Como novelista debe de dar bastante coraje que te conozcan por la película, buenísima, que escribieron otros de alguna de tus obras. De lo peor: “¡ah, ¿pero está basada en un libro? Pues seguro que no es mejor que la peli”.
James Ellroy, del que tenemos la suerte de que siga vivo mientras escribo estas líneas, nació en Los Ángeles en 1948. Su infancia transcurrió en la época ideal para que algún o algunos desalmados asesinaran a su madre mientras iba a la ciudad, dejándolos, a ella tirada en mitad de un descampado, y a él huérfano por partida doble. Nunca se llegó a descubrir a las personas responsables del crimen. Como es de suponer, tamaña experiencia, terrible y dramática donde las halla, marcó las preocupaciones vitales de Ellroy que se reflejan conspicuamente a lo largo de su obra: corrupción, violencia, desesperanza y nihilismo. Con estos adjetivos sobra decir cuál fue el género que le ayudó a espantar -o al menos asustar un poco- a sus fantasmas: novela noir, hard-boiled o como queramos llamarle.
Y bueno, sí, la novela L.A. Confidencial es mejor que la película de Curtis Hanson (para los incorregibles diremos que, al menos, es igual). Aunque sea porque es anterior, aún más compleja y ácida y porque, como el porcentaje de lectores es infinitamente menor que el de cinéfilos, Ellroy no tuvo que pensar si aquel párrafo o aquella escena tan explícita iban a censurárselos o resultaría desagradable para el público.

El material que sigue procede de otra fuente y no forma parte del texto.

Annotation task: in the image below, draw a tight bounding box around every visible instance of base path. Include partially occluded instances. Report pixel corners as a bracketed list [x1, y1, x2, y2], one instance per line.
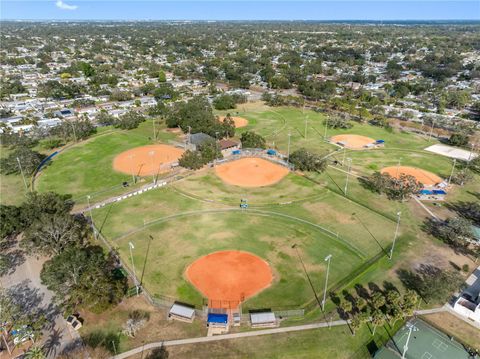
[215, 157, 289, 187]
[113, 145, 183, 176]
[186, 251, 273, 309]
[380, 166, 443, 186]
[218, 116, 248, 128]
[330, 135, 375, 150]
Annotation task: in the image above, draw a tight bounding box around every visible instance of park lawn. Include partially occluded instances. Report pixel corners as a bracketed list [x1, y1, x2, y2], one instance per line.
[275, 191, 395, 259]
[92, 187, 206, 240]
[36, 121, 175, 201]
[174, 169, 324, 207]
[232, 106, 437, 158]
[331, 148, 453, 179]
[109, 211, 362, 309]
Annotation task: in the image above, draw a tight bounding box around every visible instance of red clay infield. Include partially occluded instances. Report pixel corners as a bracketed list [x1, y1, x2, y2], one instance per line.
[215, 157, 288, 187]
[186, 251, 273, 309]
[330, 135, 375, 150]
[219, 116, 248, 128]
[381, 166, 443, 186]
[113, 145, 183, 176]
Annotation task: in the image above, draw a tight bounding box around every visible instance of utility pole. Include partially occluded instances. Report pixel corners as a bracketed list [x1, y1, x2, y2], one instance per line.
[87, 195, 98, 241]
[128, 242, 138, 296]
[345, 158, 352, 196]
[448, 158, 457, 186]
[388, 212, 402, 259]
[402, 323, 418, 359]
[17, 157, 28, 192]
[322, 254, 332, 311]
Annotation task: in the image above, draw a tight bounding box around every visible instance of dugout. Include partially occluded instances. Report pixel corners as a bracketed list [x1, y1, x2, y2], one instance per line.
[250, 312, 278, 328]
[168, 303, 195, 323]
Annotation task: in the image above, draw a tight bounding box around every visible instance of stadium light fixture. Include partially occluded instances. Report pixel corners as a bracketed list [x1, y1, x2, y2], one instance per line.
[322, 254, 332, 311]
[388, 211, 402, 259]
[128, 242, 138, 296]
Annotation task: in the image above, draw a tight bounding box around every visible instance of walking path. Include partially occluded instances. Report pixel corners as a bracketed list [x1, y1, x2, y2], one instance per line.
[111, 307, 447, 359]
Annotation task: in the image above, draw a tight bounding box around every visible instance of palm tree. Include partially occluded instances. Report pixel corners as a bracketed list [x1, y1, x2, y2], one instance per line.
[23, 347, 46, 359]
[372, 309, 385, 336]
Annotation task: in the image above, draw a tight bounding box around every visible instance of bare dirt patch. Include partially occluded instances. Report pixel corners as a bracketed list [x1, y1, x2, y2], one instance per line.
[381, 166, 443, 186]
[330, 135, 375, 150]
[186, 251, 273, 309]
[215, 158, 289, 187]
[218, 116, 248, 128]
[113, 145, 183, 176]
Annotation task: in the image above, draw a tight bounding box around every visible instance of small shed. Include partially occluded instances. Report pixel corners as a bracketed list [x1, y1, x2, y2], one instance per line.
[250, 312, 278, 328]
[168, 303, 195, 323]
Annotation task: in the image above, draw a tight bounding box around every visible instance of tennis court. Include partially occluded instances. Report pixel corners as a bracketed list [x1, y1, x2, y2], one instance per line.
[375, 319, 473, 359]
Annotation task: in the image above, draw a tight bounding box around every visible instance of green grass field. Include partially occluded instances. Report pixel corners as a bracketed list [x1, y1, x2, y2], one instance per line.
[35, 121, 175, 202]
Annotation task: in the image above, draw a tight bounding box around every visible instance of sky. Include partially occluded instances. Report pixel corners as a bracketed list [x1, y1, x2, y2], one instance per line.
[0, 0, 480, 20]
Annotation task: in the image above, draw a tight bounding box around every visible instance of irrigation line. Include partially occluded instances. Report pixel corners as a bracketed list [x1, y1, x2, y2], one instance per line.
[112, 208, 367, 259]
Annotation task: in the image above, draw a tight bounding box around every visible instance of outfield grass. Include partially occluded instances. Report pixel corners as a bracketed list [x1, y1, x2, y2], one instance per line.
[174, 169, 325, 206]
[109, 211, 362, 309]
[36, 121, 175, 201]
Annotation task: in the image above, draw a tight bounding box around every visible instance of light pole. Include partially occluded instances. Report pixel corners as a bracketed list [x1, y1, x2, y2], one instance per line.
[148, 151, 157, 184]
[128, 242, 138, 296]
[402, 323, 418, 359]
[17, 157, 28, 192]
[213, 132, 218, 167]
[323, 117, 328, 141]
[448, 158, 457, 186]
[87, 195, 98, 240]
[388, 211, 402, 259]
[128, 155, 137, 184]
[287, 132, 292, 164]
[345, 158, 352, 196]
[428, 119, 436, 142]
[322, 254, 332, 311]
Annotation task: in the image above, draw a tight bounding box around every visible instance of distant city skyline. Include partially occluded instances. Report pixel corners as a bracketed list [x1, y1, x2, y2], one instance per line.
[0, 0, 480, 21]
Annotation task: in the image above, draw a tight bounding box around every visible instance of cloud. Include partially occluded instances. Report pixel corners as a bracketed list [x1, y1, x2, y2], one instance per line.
[55, 0, 78, 10]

Tal vez por esa visceral necesidad de expresarse, el estilo de Ellroy es directo, seco, tan consumadamente minimalista que en ocasiones roza lo esquemático. Radicalmente distinto a Chadler, a Hammett, a Ambler, a todo lo que había leído en literatura de género. Ni descripciones góticas del ambiente, ni de los rasgos físicos ni de sus prendas de vestir. Ni siquiera ese recurso, habitual en novela negra, de la primera persona del singular que facilite al lector entender cómo percibe cada situación el protagonista. Nada superfluo, nada que sobre. Y esa particular manera de escribir: concisa, a base de golpes que convierten cada escena en un monumento a la incertidumbre, no impide que L.A. Confidencial sea, sobre todo, una magnífica novela de personajes, donde todos y cada uno de ellos, desde los que sostienen el peso de la trama hasta los secundarios conforman una historia poliédrica en la que nadie está a salvo de convertirse en aquello que detesta.
Y una última sugerencia para aquellos posibles lectores con memoria de pez (como suele ser el caso del que suscribe): la miríada de nombres y apellidos a lo largo y ancho de la historia favorece el acompañamiento de su lectura con una libretita subsidiaria.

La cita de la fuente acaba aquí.